The IRS announced this week that the mileage reimbursement rate—the number of cents you can deduct on your federal income tax return per business mile driven—will rise to 62.5 cents for the back half of the year in response to inflation, and specifically in response to rising gas prices. It’s helpful for a number of people, but in the realm of this blog, it’s helpful for rideshare and food delivery drivers, who in recent years have driven roughly a mile for every $1.00 to $1.50 of gross earnings (and this is in Austin, where gas prices aren’t hideously expensive compared to elsewhere in this fair nation). At the same time, though…62.5 cents per mile is a lot.
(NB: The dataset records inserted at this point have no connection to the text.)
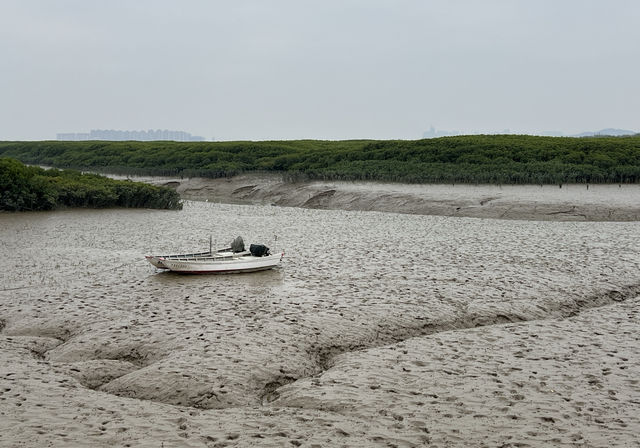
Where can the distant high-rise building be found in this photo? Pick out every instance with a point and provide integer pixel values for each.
(115, 135)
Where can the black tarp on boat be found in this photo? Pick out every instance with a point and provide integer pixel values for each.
(259, 250)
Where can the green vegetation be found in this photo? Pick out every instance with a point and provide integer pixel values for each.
(33, 188)
(468, 159)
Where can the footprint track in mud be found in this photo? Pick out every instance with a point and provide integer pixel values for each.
(130, 359)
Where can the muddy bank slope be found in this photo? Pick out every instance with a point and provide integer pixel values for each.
(525, 202)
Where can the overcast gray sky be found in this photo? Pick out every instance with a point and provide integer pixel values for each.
(330, 69)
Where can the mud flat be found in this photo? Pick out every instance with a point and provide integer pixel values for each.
(379, 329)
(528, 202)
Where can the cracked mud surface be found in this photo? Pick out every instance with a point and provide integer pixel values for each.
(379, 329)
(519, 202)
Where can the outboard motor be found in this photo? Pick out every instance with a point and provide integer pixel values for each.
(259, 250)
(237, 245)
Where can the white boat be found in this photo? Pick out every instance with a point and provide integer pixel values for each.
(223, 261)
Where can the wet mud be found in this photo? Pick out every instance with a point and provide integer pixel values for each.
(378, 329)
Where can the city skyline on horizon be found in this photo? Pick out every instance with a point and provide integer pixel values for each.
(319, 70)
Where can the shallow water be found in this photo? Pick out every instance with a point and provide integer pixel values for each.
(350, 281)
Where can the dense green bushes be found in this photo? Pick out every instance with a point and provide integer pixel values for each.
(473, 159)
(33, 188)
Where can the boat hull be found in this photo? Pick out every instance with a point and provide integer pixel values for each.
(222, 266)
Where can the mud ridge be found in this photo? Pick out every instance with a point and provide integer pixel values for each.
(325, 356)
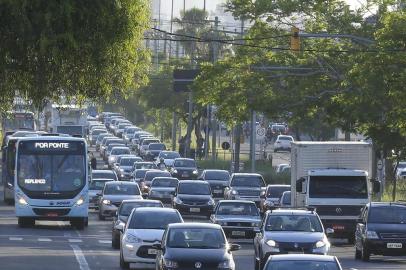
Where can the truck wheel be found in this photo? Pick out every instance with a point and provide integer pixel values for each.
(365, 254)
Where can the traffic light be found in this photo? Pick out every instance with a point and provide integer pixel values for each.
(295, 40)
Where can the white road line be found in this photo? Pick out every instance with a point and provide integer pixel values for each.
(75, 241)
(15, 238)
(105, 241)
(80, 257)
(44, 240)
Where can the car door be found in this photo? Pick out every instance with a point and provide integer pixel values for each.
(360, 230)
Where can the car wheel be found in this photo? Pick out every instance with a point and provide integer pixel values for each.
(365, 254)
(123, 264)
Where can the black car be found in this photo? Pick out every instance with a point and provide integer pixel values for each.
(218, 180)
(193, 198)
(194, 246)
(381, 230)
(122, 215)
(184, 168)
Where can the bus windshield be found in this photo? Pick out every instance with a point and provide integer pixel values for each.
(44, 170)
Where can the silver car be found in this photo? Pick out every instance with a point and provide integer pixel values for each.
(113, 194)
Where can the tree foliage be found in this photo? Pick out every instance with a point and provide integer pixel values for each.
(66, 48)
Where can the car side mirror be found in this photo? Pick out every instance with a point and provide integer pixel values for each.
(234, 247)
(157, 246)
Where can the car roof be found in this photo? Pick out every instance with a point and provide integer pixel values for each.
(193, 225)
(303, 257)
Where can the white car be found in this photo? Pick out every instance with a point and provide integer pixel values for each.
(144, 228)
(283, 142)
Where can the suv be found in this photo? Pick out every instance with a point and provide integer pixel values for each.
(381, 230)
(290, 231)
(246, 186)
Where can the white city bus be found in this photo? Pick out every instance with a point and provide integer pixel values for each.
(51, 180)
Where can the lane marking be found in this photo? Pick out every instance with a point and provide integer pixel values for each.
(105, 241)
(75, 241)
(15, 238)
(44, 240)
(80, 257)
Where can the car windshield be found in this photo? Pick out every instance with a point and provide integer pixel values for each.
(153, 220)
(217, 175)
(247, 181)
(121, 189)
(185, 163)
(196, 238)
(169, 155)
(194, 189)
(97, 184)
(237, 209)
(338, 187)
(387, 214)
(128, 161)
(289, 222)
(165, 182)
(127, 207)
(276, 191)
(302, 265)
(157, 146)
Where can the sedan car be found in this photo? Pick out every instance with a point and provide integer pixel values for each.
(195, 246)
(163, 189)
(290, 231)
(193, 198)
(145, 228)
(113, 194)
(218, 181)
(123, 212)
(381, 230)
(239, 219)
(184, 168)
(302, 262)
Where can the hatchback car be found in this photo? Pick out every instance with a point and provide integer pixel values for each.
(302, 262)
(113, 194)
(193, 198)
(195, 246)
(122, 214)
(290, 231)
(381, 230)
(239, 219)
(184, 168)
(145, 228)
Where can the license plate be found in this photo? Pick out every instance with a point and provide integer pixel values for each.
(152, 251)
(338, 227)
(394, 245)
(237, 233)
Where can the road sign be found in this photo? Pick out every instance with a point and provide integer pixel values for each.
(225, 145)
(183, 78)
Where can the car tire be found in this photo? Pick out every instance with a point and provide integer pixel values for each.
(358, 254)
(365, 254)
(123, 264)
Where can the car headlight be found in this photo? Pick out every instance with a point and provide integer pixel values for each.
(320, 244)
(372, 235)
(229, 264)
(129, 238)
(106, 202)
(170, 264)
(22, 201)
(272, 243)
(80, 201)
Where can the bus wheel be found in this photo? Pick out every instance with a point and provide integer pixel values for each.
(26, 222)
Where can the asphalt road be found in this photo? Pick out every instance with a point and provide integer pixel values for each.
(52, 245)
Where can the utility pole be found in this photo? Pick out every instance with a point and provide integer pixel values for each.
(213, 118)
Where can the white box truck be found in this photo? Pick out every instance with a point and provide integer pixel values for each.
(334, 178)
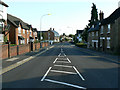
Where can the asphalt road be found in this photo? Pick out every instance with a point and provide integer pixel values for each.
(64, 66)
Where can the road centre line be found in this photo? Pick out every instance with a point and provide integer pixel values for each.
(62, 72)
(12, 59)
(46, 73)
(68, 60)
(64, 55)
(63, 66)
(63, 62)
(79, 73)
(55, 60)
(76, 86)
(62, 58)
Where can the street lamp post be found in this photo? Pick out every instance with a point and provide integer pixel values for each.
(41, 25)
(71, 28)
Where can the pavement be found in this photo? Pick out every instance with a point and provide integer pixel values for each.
(62, 66)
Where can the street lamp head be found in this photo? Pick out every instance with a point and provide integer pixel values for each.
(49, 14)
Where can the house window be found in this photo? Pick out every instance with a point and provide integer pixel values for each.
(108, 28)
(1, 8)
(101, 30)
(97, 33)
(30, 33)
(27, 32)
(27, 40)
(23, 31)
(19, 30)
(108, 42)
(92, 33)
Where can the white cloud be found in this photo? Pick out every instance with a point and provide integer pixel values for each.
(61, 0)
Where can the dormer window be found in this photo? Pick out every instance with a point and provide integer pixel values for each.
(1, 7)
(97, 33)
(92, 33)
(101, 30)
(109, 28)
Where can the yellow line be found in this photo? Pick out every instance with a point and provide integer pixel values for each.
(4, 70)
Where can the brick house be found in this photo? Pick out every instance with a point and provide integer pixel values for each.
(109, 33)
(53, 36)
(94, 33)
(3, 21)
(20, 32)
(78, 37)
(104, 36)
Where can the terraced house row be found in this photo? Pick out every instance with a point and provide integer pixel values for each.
(104, 35)
(13, 29)
(20, 32)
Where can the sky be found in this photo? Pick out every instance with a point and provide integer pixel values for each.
(66, 15)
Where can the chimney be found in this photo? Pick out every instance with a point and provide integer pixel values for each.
(118, 4)
(53, 29)
(101, 15)
(50, 28)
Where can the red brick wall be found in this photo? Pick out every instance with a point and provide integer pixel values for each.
(4, 51)
(13, 51)
(23, 49)
(38, 45)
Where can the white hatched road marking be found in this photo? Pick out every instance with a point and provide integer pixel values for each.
(63, 66)
(63, 62)
(55, 60)
(79, 73)
(66, 72)
(46, 73)
(62, 58)
(62, 72)
(76, 86)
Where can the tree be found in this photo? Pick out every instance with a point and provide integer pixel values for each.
(94, 15)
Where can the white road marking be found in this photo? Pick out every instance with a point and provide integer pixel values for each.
(76, 86)
(62, 72)
(12, 59)
(4, 70)
(62, 62)
(46, 73)
(55, 60)
(68, 60)
(79, 73)
(64, 66)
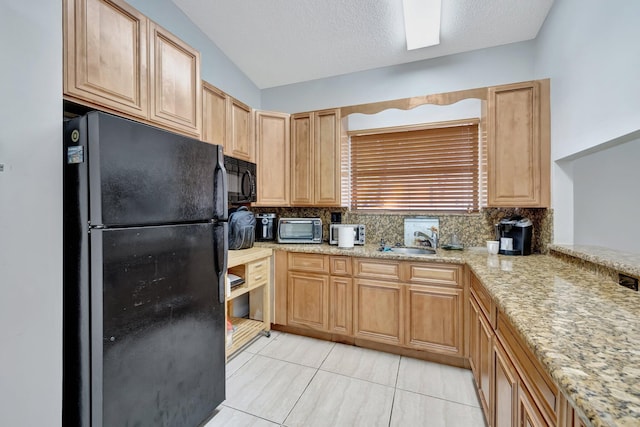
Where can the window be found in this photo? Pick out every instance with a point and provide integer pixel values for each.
(432, 168)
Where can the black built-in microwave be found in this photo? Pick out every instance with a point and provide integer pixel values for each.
(241, 179)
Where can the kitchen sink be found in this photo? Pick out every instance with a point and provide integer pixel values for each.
(414, 251)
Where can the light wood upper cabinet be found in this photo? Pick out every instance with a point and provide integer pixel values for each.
(240, 143)
(105, 55)
(272, 158)
(315, 158)
(302, 155)
(117, 60)
(327, 158)
(517, 117)
(215, 115)
(175, 72)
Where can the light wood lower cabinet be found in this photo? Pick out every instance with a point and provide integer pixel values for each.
(434, 318)
(308, 300)
(378, 311)
(340, 305)
(481, 352)
(505, 398)
(514, 388)
(413, 305)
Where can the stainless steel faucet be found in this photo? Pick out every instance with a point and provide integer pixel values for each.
(427, 241)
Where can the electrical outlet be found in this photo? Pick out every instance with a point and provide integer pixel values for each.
(628, 281)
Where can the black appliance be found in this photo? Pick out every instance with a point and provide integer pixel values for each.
(241, 176)
(145, 251)
(265, 227)
(519, 230)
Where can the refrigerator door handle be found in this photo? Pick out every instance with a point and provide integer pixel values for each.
(221, 189)
(221, 260)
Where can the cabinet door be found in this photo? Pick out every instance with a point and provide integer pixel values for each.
(105, 55)
(481, 355)
(434, 319)
(518, 153)
(302, 153)
(272, 158)
(327, 158)
(308, 297)
(529, 415)
(506, 389)
(378, 310)
(241, 142)
(214, 115)
(176, 88)
(340, 305)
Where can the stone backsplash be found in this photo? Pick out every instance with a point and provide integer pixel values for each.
(472, 229)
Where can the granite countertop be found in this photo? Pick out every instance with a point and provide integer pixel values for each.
(584, 329)
(624, 262)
Per AAA’s annual study, fuel last year cost 15.81 cents per mile for pickup trucks, which burn gas the fastest among the cars studied. Multiplying that by 1.5 to reflect the U.S. Energy Information Administration’s reporting on gas prices between last year and this year so far (1.5 is slightly higher than any single month’s year-over-year comparison, so as with the pickup truck thing, we’re being conservative with this), you get to 23.715 cents spent on gas per mile. Using that same study, medium sedans evidently spend the most on maintenance and repair, and that comes out to 10.43 cents per mile. Of course, pickup trucks don’t spend as much on maintenance and repair, and medium sedans don’t spend as much on gas, but effectively, if you have a very expensive car and live in an average place in the country, it is costing you an average of 34.145 cents per mile to fuel it and maintain it, leaving 28.355 cents per mile covering insurance, licensing, registration, taxes, any financing you might have, and depreciation. How much is this? Well, for someone driving rideshare or food delivery forty hours per week, fifty weeks per year, in Austin, we’d estimate it to amount to roughly $13,500, something like ten thousand of which would therefore be covering the depreciation alone.
Rideshare and food delivery cars aren’t depreciating by ten thousand dollars per year. That would more than pay for a brand new Jeep Compass in fewer than three years.
It makes sense for the IRS to compensate mileage in this manner, making sure the rate covers even the most expensive of business-used vehicles. But at the same time, people—people like us, to be transparent—are making a killing on mileage deductions. Driving a nearly-totaled-by-cosmetic-hail-damage vehicle, our car isn’t depreciating. Insurance on our car costs less than one thousand dollars per year, and we’re using it for personal use as well, meaning we’d be paying that anyway. We have no financing expenses. Registration is less than one hundred dollars per year, and that’s a sunk cost because of the personal use. Gas does cost us roughly 23 cents per mile right now, even in Austin, so that AAA number may be a little low, and in Austin that maintenance number is higher than the national average, but even with all of that, we’re getting something like 20 cents back per mile from the IRS. 24.5 cents back per mile now, now that the IRS has raised the rate again.
This strikes me as indicative of a bad system. The American tax code has bigger issues than the mileage reimbursement rate, but if the IRS is paying food delivery drivers a dollar for every four or five miles they drive, that’s a big subsidy. Not necessarily to the drivers—ultimately, if a driver is really doing this full-time, you would hope they would incorporate the mileage reimbursement rate into their decision-making on when and if to drive—but to companies like Uber and Lyft, who get to pay their drivers three or four dollars fewer per hour, effectively, because the federal government is covering that for them. Is there a great solution? I don’t know. On one side, you could force drivers to itemize their expenses, which is an option right now but would be an onerous requirement, were it a requirement. On another side, you could remove the mileage reimbursement, forcing the costs ultimately onto the consumer for everything from a landscaper’s pickup truck to a delivery driver’s Toyota Camry. In the middle, you could at least lower it, passing some of the expense onto the consumer while more aggressively incentivizing the use of more efficient vehicles, something with marginal positive environmental (less gas used) and inflationary (less demand for gas, cheaper gas, lower inflation) consequences. And as I write these parentheticals, I realize another thing: The mileage reimbursement doesn’t just subsidize Uber and Lyft and DoorDash. It’s subsidizing gas and oil. Of course it’s subsidizing gas and oil. An unelected bureaucracy is subsidizing tech, gas, and oil while pretending it’s about helping the little guy. The little guy whose grandkids will eventually be saddled with paying off their granddad’s government’s debt.